TripAdvisor, Google Reviews, Yelp (in the US), Booking.com (for hotels), and OpenTable (for US restaurants) feed AI grounding heavily. Review sentiment density — not just star average, but how concentrated your reviews are around specific, repeated themes — affects how confidently AI describes you. A restaurant with 200 reviews mentioning "tasting menu" and "modern Anatolian" gets cleaner positioning in AI's mental model than a restaurant with 200 reviews scattered across ambiguous descriptors.

Layer 4: Wikipedia and Wikidata

If you have an English-language Wikipedia article, you have outsized AI influence. Wikipedia is the single most-cited grounding source across every major AI assistant we've tested. The article doesn't need to be long; a 200-word stub with proper citations contributes meaningfully. Wikidata (Wikipedia's structured-data sibling) is even more compounding — it canonicalizes your entity in a way that AI's knowledge graphs lock onto.

Most restaurants don't qualify for Wikipedia notability. The ones that do — Michelin-starred, historically significant, chef-led with significant press — should claim the article.

Layer 5: press mentions in trusted outlets

An English-language Eater profile, a Conde Nast Traveler review, an FT How-to-Spend-It feature — these are signal multipliers. AI assistants weight high-trust outlets higher than blog mentions or aggregator listings. The effect compounds: one strong piece in The Guardian is worth more than ten thin mentions on Yelp.

Layer 6: structured data on your own site

Schema.org Restaurant markup with menu sections, opening hours, price range, and accepted payment types gives AI assistants a clean parse of you. Most restaurants don't have this. Adding it is a one-hour task and improves Layer 2 grounding meaningfully.

Layer 7: NAP consistency across the web

Name, Address, Phone — these need to be identical across your Google profile, your website, your TripAdvisor, your Instagram bio, and any other directory listings. Inconsistent NAP confuses AI's entity resolution; the model sometimes treats two slightly-different versions as different businesses.

Worked example: a typical mid-tier London restaurant

Let's walk through what AI sees for a hypothetical mid-tier modern Italian restaurant in Soho, London.

Layer 1 (training-data baseline): opened in 2018. ChatGPT has minimal pre-existing knowledge — perhaps a single mention from a Time Out London listicle that was crawled in 2023.

Layer 2 (web grounding): when a user asks "best Italian restaurants in Soho," ChatGPT issues a Bing search and gets back the restaurant's website, three review aggregator pages, and one recent Eater article. The Eater article is the most influential — it lands first in the context window.

Layer 3 (review aggregators): 340 Google reviews averaging 4.4, 110 TripAdvisor reviews averaging 4-of-5, no OpenTable.
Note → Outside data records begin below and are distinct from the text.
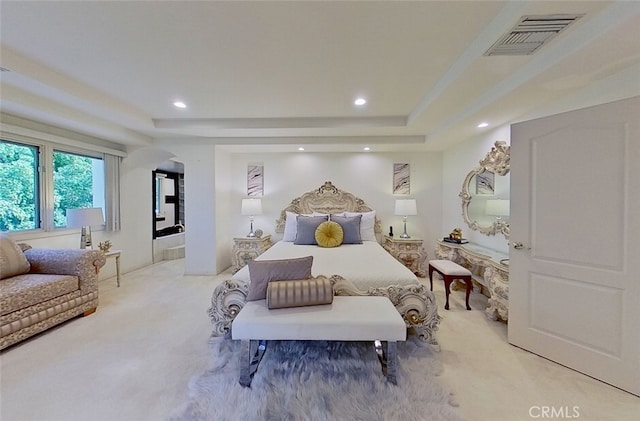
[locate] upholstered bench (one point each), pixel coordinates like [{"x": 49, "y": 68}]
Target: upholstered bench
[
  {"x": 345, "y": 319},
  {"x": 450, "y": 271}
]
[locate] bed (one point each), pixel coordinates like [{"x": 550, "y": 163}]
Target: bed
[{"x": 354, "y": 269}]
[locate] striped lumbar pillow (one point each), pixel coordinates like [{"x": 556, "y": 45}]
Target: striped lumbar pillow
[{"x": 298, "y": 293}]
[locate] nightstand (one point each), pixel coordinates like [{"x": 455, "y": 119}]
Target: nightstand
[
  {"x": 407, "y": 251},
  {"x": 246, "y": 249}
]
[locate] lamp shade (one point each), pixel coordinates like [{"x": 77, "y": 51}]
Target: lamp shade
[
  {"x": 497, "y": 207},
  {"x": 251, "y": 207},
  {"x": 84, "y": 217},
  {"x": 406, "y": 207}
]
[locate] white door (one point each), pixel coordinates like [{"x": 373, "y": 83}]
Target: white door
[{"x": 574, "y": 282}]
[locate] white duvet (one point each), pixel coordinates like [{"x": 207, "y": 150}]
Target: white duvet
[{"x": 366, "y": 265}]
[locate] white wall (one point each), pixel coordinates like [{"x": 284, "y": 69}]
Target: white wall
[
  {"x": 457, "y": 162},
  {"x": 367, "y": 175}
]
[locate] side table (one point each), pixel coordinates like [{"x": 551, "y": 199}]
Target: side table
[
  {"x": 246, "y": 249},
  {"x": 407, "y": 251},
  {"x": 116, "y": 254}
]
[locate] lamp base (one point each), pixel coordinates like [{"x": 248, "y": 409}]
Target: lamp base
[
  {"x": 404, "y": 234},
  {"x": 251, "y": 233}
]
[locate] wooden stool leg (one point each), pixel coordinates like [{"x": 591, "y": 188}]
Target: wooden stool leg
[
  {"x": 447, "y": 288},
  {"x": 469, "y": 288}
]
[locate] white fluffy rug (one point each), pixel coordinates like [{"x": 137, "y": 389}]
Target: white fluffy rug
[{"x": 317, "y": 380}]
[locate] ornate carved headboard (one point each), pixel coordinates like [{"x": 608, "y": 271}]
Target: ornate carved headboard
[{"x": 326, "y": 199}]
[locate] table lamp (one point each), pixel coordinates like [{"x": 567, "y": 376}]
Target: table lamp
[
  {"x": 405, "y": 207},
  {"x": 251, "y": 207},
  {"x": 84, "y": 218}
]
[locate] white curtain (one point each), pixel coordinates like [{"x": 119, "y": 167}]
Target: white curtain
[{"x": 112, "y": 181}]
Review sentiment density: high for "fresh pasta" and "Negroni," medium for "service," low for "atmosphere" (mixed reviews on the room).

Layer 4 (Wikipedia): none.

Layer 5 (press): Eater feature 2024, Time Out review 2022, single Guardian mention as part of a roundup, no other English-language coverage.
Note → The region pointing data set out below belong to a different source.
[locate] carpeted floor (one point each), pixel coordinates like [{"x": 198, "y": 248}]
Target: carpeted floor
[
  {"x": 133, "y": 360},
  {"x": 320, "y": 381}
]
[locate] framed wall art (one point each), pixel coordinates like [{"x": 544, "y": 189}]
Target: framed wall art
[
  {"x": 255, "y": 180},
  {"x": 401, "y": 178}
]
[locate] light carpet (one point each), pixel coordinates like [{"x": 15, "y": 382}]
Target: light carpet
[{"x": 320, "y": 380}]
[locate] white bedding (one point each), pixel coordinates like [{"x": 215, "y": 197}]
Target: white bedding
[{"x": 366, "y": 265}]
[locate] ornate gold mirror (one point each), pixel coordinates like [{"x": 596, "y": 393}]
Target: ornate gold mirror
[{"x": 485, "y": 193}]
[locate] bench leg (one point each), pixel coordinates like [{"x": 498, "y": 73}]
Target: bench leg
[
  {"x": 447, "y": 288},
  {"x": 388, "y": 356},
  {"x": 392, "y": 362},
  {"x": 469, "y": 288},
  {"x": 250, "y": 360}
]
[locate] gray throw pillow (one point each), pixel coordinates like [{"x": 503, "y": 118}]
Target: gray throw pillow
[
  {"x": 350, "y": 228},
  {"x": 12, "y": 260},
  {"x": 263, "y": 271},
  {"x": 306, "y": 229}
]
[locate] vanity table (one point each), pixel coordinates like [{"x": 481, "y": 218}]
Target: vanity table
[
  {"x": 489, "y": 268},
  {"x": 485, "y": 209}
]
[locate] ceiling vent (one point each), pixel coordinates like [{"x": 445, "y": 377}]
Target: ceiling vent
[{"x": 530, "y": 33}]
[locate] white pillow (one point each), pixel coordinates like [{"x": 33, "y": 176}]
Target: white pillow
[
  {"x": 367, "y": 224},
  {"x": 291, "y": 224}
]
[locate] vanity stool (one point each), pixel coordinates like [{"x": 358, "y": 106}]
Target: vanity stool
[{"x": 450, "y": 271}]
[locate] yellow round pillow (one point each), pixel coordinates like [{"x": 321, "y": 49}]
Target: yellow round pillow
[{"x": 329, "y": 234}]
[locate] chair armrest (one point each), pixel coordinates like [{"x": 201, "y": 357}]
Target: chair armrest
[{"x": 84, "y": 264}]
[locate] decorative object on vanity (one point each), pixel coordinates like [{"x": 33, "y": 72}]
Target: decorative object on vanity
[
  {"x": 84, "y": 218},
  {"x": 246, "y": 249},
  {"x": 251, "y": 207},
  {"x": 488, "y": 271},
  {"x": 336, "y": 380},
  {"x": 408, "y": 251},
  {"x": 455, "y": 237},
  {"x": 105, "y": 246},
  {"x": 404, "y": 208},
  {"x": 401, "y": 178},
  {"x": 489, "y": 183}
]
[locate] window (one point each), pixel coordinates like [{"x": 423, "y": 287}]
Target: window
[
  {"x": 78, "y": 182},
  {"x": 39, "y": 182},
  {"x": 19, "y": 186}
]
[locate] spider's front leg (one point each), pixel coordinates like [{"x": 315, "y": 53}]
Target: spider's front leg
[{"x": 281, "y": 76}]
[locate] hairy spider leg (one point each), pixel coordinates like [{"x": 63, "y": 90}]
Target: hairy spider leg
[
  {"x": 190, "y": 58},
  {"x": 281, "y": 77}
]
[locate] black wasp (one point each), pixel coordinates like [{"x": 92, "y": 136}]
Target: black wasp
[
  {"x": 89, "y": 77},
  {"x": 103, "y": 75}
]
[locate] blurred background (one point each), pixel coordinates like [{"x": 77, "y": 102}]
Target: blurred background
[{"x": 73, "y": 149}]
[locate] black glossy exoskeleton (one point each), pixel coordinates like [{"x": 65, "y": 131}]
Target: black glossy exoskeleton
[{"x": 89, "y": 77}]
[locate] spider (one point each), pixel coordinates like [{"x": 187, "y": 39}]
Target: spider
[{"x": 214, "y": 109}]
Layer 6 (structured data): partial — Restaurant schema with hours and address, but no menu structured data.

Layer 7 (NAP consistency): consistent across all listings.

What happens when ChatGPT gets asked "best Italian restaurants in Soho"? It cites this restaurant in the second or third position, with the description "fresh pasta and a strong cocktail program" — a paraphrase of the Eater piece, slightly compressed. It rarely uses the words from the restaurant's own website (which the model deems less authoritative than the third-party source).
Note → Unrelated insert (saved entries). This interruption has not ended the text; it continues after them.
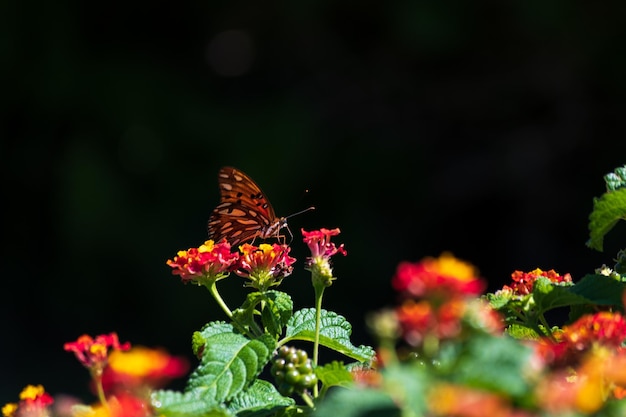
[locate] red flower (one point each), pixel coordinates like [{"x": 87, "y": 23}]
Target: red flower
[
  {"x": 320, "y": 245},
  {"x": 322, "y": 249},
  {"x": 419, "y": 320},
  {"x": 141, "y": 367},
  {"x": 210, "y": 261},
  {"x": 34, "y": 402},
  {"x": 461, "y": 401},
  {"x": 604, "y": 328},
  {"x": 93, "y": 353},
  {"x": 445, "y": 275},
  {"x": 523, "y": 282},
  {"x": 265, "y": 265}
]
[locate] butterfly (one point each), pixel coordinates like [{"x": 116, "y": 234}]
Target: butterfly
[{"x": 244, "y": 212}]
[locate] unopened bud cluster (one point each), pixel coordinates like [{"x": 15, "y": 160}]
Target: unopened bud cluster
[{"x": 293, "y": 371}]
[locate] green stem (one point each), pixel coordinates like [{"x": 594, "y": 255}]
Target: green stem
[
  {"x": 319, "y": 293},
  {"x": 307, "y": 399},
  {"x": 97, "y": 378},
  {"x": 216, "y": 295}
]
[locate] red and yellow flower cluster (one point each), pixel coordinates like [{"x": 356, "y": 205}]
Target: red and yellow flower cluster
[
  {"x": 34, "y": 402},
  {"x": 523, "y": 282},
  {"x": 439, "y": 293},
  {"x": 123, "y": 377},
  {"x": 264, "y": 265}
]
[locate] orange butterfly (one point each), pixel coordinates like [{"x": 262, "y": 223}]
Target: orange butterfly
[{"x": 244, "y": 212}]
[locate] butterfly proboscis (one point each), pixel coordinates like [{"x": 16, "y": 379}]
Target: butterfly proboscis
[{"x": 244, "y": 212}]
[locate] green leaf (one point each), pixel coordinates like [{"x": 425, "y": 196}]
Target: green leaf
[
  {"x": 334, "y": 333},
  {"x": 521, "y": 332},
  {"x": 548, "y": 295},
  {"x": 600, "y": 289},
  {"x": 334, "y": 374},
  {"x": 616, "y": 179},
  {"x": 198, "y": 340},
  {"x": 358, "y": 403},
  {"x": 230, "y": 362},
  {"x": 244, "y": 315},
  {"x": 258, "y": 400},
  {"x": 277, "y": 312},
  {"x": 492, "y": 363},
  {"x": 177, "y": 404},
  {"x": 607, "y": 211}
]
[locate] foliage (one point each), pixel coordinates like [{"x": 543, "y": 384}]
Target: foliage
[{"x": 446, "y": 349}]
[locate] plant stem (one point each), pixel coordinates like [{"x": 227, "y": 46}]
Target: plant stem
[
  {"x": 307, "y": 399},
  {"x": 319, "y": 293},
  {"x": 97, "y": 378},
  {"x": 213, "y": 290},
  {"x": 216, "y": 295}
]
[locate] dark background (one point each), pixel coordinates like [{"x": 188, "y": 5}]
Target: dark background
[{"x": 483, "y": 128}]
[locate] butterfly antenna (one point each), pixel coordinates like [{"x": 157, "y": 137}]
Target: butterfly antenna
[{"x": 300, "y": 212}]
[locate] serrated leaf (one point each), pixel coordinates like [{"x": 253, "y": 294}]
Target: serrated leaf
[
  {"x": 334, "y": 374},
  {"x": 493, "y": 363},
  {"x": 358, "y": 403},
  {"x": 198, "y": 339},
  {"x": 607, "y": 211},
  {"x": 616, "y": 179},
  {"x": 548, "y": 295},
  {"x": 335, "y": 333},
  {"x": 517, "y": 331},
  {"x": 258, "y": 400},
  {"x": 230, "y": 362},
  {"x": 600, "y": 289},
  {"x": 177, "y": 404},
  {"x": 277, "y": 311}
]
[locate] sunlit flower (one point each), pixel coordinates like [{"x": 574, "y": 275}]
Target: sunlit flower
[
  {"x": 366, "y": 377},
  {"x": 523, "y": 282},
  {"x": 121, "y": 405},
  {"x": 142, "y": 367},
  {"x": 208, "y": 263},
  {"x": 584, "y": 388},
  {"x": 34, "y": 402},
  {"x": 459, "y": 401},
  {"x": 266, "y": 265},
  {"x": 420, "y": 320},
  {"x": 93, "y": 353},
  {"x": 445, "y": 275},
  {"x": 603, "y": 328},
  {"x": 322, "y": 249},
  {"x": 480, "y": 315}
]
What this means for action

The leverage is not where most owners assume. Updating your website copy is low-leverage; the AI usually uses the third-party article instead. Generating Wikipedia eligibility is higher-leverage but slow. Pitching one well-positioned English press mention is, at most price points, the single highest-ROI move.

Your audit's action list ranks moves by what specifically affects your layered profile, not generic best practices.